最高機密権力責任者CECO(チーフ・エグゼクティブ・コンフィデンシャル・オーソリティ)その円卓に席を持つあなたは何の事かさっぱりでしょうけど……勝手に質問させていただきます」


<QⅠ:戦争を裏で操っている人物>


<QⅡ:【シンフォニー】という言葉>


 イヴィル・ハンティングの日にブレインの能力を使って明らかとなった二つの情報。


 その二つを言うと、爺さんは何も反応せず瞼を閉じる。


 間違いない――このジジイは知っている。


「質問の内容を理解していますね。そうなんでしょ……<コードネーム:屍人の王ネクロス>。それとも《蠅の王》と呼んだ方が今のあなたには似合っていますか?」


「ふっ、蠅の王か……そっちの方が似合っておる」


 わたしが耳にした「爺さんネクロス」の話――<ある雨の日のこと、ネクロスは完成体恋人を殺した。恋人のカラダは雨に打たれ、腹部から溢れ出た血液は路面上に花のような模様を描いていた。女は死んでいた。その死体に寄り添うようにいたのが「ネクロス」だった。
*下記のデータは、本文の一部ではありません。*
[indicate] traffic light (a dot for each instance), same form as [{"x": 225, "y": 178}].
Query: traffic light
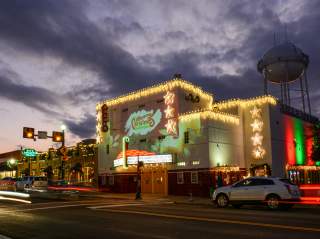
[
  {"x": 57, "y": 136},
  {"x": 28, "y": 133}
]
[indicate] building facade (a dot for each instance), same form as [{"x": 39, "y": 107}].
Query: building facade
[{"x": 189, "y": 144}]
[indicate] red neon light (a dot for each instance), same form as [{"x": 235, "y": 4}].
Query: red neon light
[
  {"x": 72, "y": 189},
  {"x": 310, "y": 187},
  {"x": 289, "y": 141},
  {"x": 309, "y": 143},
  {"x": 135, "y": 152}
]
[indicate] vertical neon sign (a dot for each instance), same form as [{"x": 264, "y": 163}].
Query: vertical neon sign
[
  {"x": 300, "y": 146},
  {"x": 171, "y": 124},
  {"x": 290, "y": 142}
]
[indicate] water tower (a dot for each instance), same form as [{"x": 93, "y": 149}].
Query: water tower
[{"x": 283, "y": 65}]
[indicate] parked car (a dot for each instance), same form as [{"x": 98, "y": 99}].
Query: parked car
[
  {"x": 8, "y": 184},
  {"x": 32, "y": 182},
  {"x": 274, "y": 192}
]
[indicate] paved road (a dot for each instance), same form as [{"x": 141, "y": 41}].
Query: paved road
[{"x": 114, "y": 218}]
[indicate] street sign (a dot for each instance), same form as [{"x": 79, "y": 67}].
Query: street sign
[
  {"x": 29, "y": 153},
  {"x": 63, "y": 150},
  {"x": 42, "y": 135}
]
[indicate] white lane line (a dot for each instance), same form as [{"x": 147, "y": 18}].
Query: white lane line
[{"x": 128, "y": 205}]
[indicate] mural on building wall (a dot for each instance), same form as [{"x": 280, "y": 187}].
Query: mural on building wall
[
  {"x": 142, "y": 122},
  {"x": 258, "y": 151}
]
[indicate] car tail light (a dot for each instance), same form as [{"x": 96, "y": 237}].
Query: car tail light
[{"x": 288, "y": 188}]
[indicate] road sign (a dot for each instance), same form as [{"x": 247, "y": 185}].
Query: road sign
[
  {"x": 63, "y": 150},
  {"x": 42, "y": 135}
]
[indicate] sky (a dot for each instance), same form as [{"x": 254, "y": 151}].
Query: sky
[{"x": 59, "y": 58}]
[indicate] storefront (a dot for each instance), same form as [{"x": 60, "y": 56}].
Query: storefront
[{"x": 188, "y": 143}]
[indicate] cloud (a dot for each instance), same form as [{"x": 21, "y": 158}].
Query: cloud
[
  {"x": 129, "y": 45},
  {"x": 32, "y": 96},
  {"x": 85, "y": 128}
]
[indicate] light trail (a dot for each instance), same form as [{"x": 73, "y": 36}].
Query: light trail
[
  {"x": 15, "y": 199},
  {"x": 14, "y": 194}
]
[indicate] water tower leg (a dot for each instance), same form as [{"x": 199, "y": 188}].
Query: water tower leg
[
  {"x": 302, "y": 95},
  {"x": 307, "y": 91}
]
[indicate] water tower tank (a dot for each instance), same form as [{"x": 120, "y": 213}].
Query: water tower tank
[{"x": 283, "y": 63}]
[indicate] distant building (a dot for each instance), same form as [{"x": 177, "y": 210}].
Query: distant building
[
  {"x": 8, "y": 163},
  {"x": 190, "y": 143},
  {"x": 80, "y": 166}
]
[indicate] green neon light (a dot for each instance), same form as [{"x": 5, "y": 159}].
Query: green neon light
[
  {"x": 300, "y": 142},
  {"x": 29, "y": 153}
]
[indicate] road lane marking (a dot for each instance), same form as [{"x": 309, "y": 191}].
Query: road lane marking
[
  {"x": 202, "y": 219},
  {"x": 128, "y": 205}
]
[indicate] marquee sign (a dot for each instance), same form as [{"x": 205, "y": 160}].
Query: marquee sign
[
  {"x": 29, "y": 153},
  {"x": 147, "y": 159},
  {"x": 142, "y": 122}
]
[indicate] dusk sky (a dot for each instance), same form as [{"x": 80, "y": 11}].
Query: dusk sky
[{"x": 59, "y": 58}]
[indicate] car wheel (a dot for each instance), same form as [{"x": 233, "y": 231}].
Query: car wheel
[
  {"x": 273, "y": 202},
  {"x": 222, "y": 200}
]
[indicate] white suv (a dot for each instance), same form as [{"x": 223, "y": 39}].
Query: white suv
[{"x": 274, "y": 192}]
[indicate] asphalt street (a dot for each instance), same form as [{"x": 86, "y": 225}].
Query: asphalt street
[{"x": 115, "y": 218}]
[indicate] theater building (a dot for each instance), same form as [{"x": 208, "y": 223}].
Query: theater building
[{"x": 189, "y": 143}]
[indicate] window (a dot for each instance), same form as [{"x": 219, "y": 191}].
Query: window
[
  {"x": 194, "y": 177},
  {"x": 186, "y": 137},
  {"x": 243, "y": 183},
  {"x": 262, "y": 181},
  {"x": 111, "y": 180},
  {"x": 180, "y": 179}
]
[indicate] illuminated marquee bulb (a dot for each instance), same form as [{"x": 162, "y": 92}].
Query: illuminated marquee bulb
[
  {"x": 257, "y": 125},
  {"x": 169, "y": 98},
  {"x": 257, "y": 139},
  {"x": 255, "y": 112},
  {"x": 171, "y": 126},
  {"x": 169, "y": 111},
  {"x": 258, "y": 152}
]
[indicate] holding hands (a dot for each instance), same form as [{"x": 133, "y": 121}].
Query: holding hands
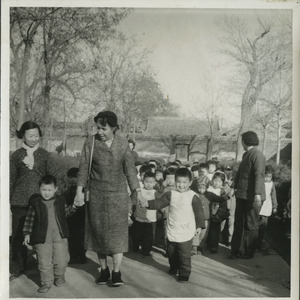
[
  {"x": 198, "y": 231},
  {"x": 141, "y": 200},
  {"x": 79, "y": 198},
  {"x": 27, "y": 241}
]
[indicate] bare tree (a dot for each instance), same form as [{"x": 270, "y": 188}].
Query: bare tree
[
  {"x": 263, "y": 117},
  {"x": 53, "y": 36},
  {"x": 208, "y": 104},
  {"x": 259, "y": 54},
  {"x": 279, "y": 102},
  {"x": 126, "y": 84}
]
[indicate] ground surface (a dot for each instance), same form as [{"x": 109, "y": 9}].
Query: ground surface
[{"x": 213, "y": 275}]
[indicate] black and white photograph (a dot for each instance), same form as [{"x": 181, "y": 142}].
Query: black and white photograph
[{"x": 149, "y": 149}]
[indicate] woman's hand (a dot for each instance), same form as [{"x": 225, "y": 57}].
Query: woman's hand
[
  {"x": 141, "y": 200},
  {"x": 79, "y": 198},
  {"x": 27, "y": 241},
  {"x": 198, "y": 231}
]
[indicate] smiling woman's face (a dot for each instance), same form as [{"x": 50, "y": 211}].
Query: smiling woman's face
[
  {"x": 106, "y": 132},
  {"x": 31, "y": 137}
]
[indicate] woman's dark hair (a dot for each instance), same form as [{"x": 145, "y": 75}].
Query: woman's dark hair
[
  {"x": 212, "y": 162},
  {"x": 72, "y": 172},
  {"x": 183, "y": 172},
  {"x": 144, "y": 169},
  {"x": 194, "y": 168},
  {"x": 203, "y": 166},
  {"x": 48, "y": 179},
  {"x": 269, "y": 169},
  {"x": 131, "y": 142},
  {"x": 250, "y": 138},
  {"x": 26, "y": 126},
  {"x": 149, "y": 175},
  {"x": 107, "y": 118},
  {"x": 220, "y": 175},
  {"x": 168, "y": 171}
]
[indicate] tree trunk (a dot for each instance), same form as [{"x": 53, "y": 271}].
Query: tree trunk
[
  {"x": 64, "y": 150},
  {"x": 23, "y": 83},
  {"x": 209, "y": 147},
  {"x": 264, "y": 141},
  {"x": 278, "y": 142}
]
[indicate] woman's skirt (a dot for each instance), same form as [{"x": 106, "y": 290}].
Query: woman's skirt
[{"x": 106, "y": 225}]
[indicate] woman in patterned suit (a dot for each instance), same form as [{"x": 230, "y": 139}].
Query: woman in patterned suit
[{"x": 106, "y": 230}]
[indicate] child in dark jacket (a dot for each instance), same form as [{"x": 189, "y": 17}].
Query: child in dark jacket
[
  {"x": 46, "y": 229},
  {"x": 218, "y": 211},
  {"x": 269, "y": 206},
  {"x": 208, "y": 200},
  {"x": 75, "y": 221}
]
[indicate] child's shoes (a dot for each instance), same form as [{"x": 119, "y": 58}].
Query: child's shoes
[
  {"x": 183, "y": 279},
  {"x": 116, "y": 278},
  {"x": 194, "y": 250},
  {"x": 104, "y": 275},
  {"x": 44, "y": 288},
  {"x": 213, "y": 250}
]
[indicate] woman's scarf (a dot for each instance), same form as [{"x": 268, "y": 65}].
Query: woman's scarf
[{"x": 29, "y": 159}]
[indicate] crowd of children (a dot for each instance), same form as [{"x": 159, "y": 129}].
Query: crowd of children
[{"x": 195, "y": 204}]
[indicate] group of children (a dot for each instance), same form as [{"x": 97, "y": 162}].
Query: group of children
[
  {"x": 55, "y": 227},
  {"x": 195, "y": 203},
  {"x": 198, "y": 199}
]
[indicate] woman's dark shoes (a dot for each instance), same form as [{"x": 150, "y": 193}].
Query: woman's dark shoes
[
  {"x": 234, "y": 255},
  {"x": 183, "y": 279},
  {"x": 246, "y": 256},
  {"x": 15, "y": 275},
  {"x": 44, "y": 288},
  {"x": 116, "y": 278},
  {"x": 173, "y": 271},
  {"x": 213, "y": 250},
  {"x": 104, "y": 276}
]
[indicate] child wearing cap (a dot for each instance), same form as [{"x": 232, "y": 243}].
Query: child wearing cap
[
  {"x": 208, "y": 199},
  {"x": 268, "y": 207},
  {"x": 212, "y": 168},
  {"x": 75, "y": 222},
  {"x": 219, "y": 211}
]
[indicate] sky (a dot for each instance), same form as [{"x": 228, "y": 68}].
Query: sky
[{"x": 186, "y": 48}]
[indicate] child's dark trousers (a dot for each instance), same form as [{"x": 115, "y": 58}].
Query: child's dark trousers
[
  {"x": 213, "y": 235},
  {"x": 142, "y": 235},
  {"x": 180, "y": 257}
]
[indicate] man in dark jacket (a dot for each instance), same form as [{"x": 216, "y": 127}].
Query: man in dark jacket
[{"x": 249, "y": 192}]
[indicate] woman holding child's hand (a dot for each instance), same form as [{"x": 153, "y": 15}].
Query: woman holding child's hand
[{"x": 112, "y": 168}]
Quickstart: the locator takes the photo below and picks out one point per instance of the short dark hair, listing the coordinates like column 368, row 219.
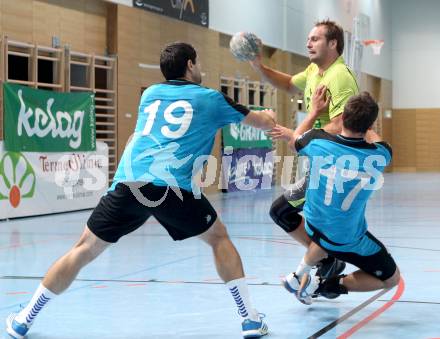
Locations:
column 174, row 59
column 334, row 32
column 360, row 113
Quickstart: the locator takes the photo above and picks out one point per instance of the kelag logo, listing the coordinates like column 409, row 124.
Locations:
column 17, row 178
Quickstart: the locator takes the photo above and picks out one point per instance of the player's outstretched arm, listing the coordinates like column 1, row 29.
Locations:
column 276, row 78
column 264, row 119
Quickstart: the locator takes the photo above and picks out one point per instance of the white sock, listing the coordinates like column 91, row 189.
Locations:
column 41, row 297
column 240, row 293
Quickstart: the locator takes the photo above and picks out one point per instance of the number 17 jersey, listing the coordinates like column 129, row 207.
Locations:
column 343, row 174
column 174, row 134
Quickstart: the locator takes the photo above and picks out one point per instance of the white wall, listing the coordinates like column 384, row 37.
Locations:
column 416, row 54
column 285, row 24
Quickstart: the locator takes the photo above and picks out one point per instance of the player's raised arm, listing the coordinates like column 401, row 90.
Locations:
column 247, row 46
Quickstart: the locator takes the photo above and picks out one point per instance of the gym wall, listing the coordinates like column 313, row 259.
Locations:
column 136, row 37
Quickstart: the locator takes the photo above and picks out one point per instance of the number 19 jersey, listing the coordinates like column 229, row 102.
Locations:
column 343, row 174
column 174, row 135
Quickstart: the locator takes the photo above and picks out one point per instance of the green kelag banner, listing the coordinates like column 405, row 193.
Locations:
column 44, row 121
column 245, row 136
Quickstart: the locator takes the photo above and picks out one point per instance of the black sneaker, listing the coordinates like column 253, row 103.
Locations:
column 329, row 267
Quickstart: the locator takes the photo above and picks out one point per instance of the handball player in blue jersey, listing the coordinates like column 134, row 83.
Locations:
column 344, row 171
column 174, row 135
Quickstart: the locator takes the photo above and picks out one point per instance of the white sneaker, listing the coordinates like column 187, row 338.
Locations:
column 305, row 293
column 254, row 329
column 292, row 286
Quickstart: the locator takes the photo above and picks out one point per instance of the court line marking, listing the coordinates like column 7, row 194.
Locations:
column 347, row 315
column 378, row 312
column 90, row 285
column 358, row 308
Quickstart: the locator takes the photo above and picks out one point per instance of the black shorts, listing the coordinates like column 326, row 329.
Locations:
column 380, row 264
column 120, row 212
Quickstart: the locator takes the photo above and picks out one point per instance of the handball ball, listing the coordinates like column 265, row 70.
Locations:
column 245, row 46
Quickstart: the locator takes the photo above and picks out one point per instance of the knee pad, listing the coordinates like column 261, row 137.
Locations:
column 285, row 215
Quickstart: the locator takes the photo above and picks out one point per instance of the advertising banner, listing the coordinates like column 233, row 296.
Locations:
column 193, row 11
column 45, row 121
column 34, row 183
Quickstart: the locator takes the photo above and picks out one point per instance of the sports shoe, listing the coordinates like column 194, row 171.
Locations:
column 331, row 288
column 254, row 329
column 329, row 267
column 14, row 328
column 292, row 287
column 305, row 293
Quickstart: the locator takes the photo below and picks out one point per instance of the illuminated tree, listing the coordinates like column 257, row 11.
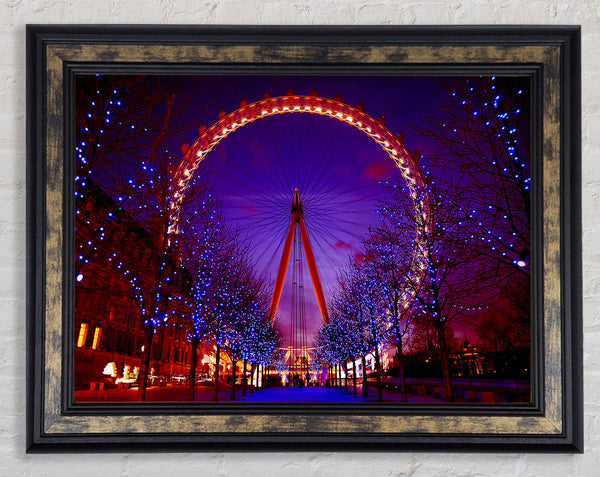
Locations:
column 359, row 303
column 126, row 136
column 389, row 254
column 454, row 279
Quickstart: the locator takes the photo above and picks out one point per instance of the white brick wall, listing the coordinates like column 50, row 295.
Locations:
column 14, row 14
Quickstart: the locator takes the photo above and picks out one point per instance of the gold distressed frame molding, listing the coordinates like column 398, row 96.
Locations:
column 550, row 55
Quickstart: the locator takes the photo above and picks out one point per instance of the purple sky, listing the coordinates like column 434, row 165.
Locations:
column 335, row 166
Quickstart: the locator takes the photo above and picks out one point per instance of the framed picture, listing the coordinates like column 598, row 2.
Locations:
column 304, row 238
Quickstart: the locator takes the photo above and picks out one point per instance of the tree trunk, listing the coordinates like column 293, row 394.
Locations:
column 234, row 372
column 346, row 375
column 403, row 392
column 244, row 379
column 193, row 364
column 365, row 383
column 448, row 396
column 217, row 359
column 145, row 364
column 378, row 370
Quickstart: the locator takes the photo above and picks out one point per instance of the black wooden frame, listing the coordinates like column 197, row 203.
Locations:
column 549, row 54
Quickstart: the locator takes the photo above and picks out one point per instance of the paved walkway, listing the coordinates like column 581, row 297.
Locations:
column 314, row 394
column 324, row 394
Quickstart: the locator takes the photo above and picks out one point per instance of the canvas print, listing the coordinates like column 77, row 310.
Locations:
column 305, row 239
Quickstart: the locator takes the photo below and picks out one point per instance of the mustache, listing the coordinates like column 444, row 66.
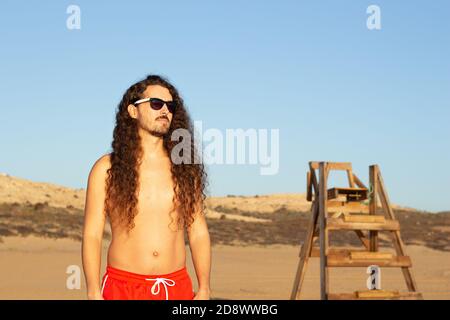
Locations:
column 162, row 117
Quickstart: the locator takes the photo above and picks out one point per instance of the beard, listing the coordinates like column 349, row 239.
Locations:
column 158, row 129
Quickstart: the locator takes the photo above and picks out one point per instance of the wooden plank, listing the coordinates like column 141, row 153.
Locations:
column 315, row 252
column 346, row 261
column 361, row 218
column 347, row 207
column 314, row 183
column 305, row 252
column 373, row 235
column 351, row 181
column 377, row 294
column 368, row 255
column 351, row 194
column 339, row 224
column 333, row 165
column 398, row 243
column 362, row 237
column 358, row 181
column 353, row 296
column 308, row 186
column 324, row 284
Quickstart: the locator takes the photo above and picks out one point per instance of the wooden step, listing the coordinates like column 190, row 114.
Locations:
column 377, row 295
column 364, row 218
column 340, row 224
column 370, row 255
column 347, row 207
column 351, row 194
column 365, row 259
column 315, row 251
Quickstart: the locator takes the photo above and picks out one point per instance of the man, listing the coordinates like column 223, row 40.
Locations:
column 150, row 200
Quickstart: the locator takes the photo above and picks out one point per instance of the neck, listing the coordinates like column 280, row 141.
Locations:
column 152, row 146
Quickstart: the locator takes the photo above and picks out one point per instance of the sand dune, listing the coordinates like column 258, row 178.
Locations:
column 35, row 268
column 260, row 263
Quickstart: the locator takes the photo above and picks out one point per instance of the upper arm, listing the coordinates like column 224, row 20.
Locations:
column 199, row 225
column 94, row 217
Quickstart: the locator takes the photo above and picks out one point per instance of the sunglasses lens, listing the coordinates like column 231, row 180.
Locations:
column 156, row 104
column 171, row 106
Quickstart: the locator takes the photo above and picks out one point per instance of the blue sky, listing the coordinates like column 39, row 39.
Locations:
column 335, row 90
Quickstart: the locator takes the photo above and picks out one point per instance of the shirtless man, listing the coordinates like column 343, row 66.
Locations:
column 149, row 201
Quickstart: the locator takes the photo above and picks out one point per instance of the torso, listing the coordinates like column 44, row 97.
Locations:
column 156, row 243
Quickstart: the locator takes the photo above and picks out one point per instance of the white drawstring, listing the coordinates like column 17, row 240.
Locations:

屍人の王が死人のような顔をしていたらしく、発見したヒトはこう言った――『まるで蠅だ』と>


「蠅では罵る言葉にならない。ヒトを罵る時の言葉は――『あなたは、どうしようもなく人間的だ』ですよ」


 わたしが言うと、爺さんは重そうな瞼を開け柔らかい表情を見せた。


「……わしは未熟のようだ。嘘をつこうと変換するが、変換したとしても嘘だとばれてしまうような軟なプロテクト。お前の瞳を見ると強固なプロテクトなんて考えられんわい」


「つまり、噂話に興味がある。加えて二つの情報を耳にしているということですね」


 わたしが訊くと爺さんは頷き、真剣な顔をする。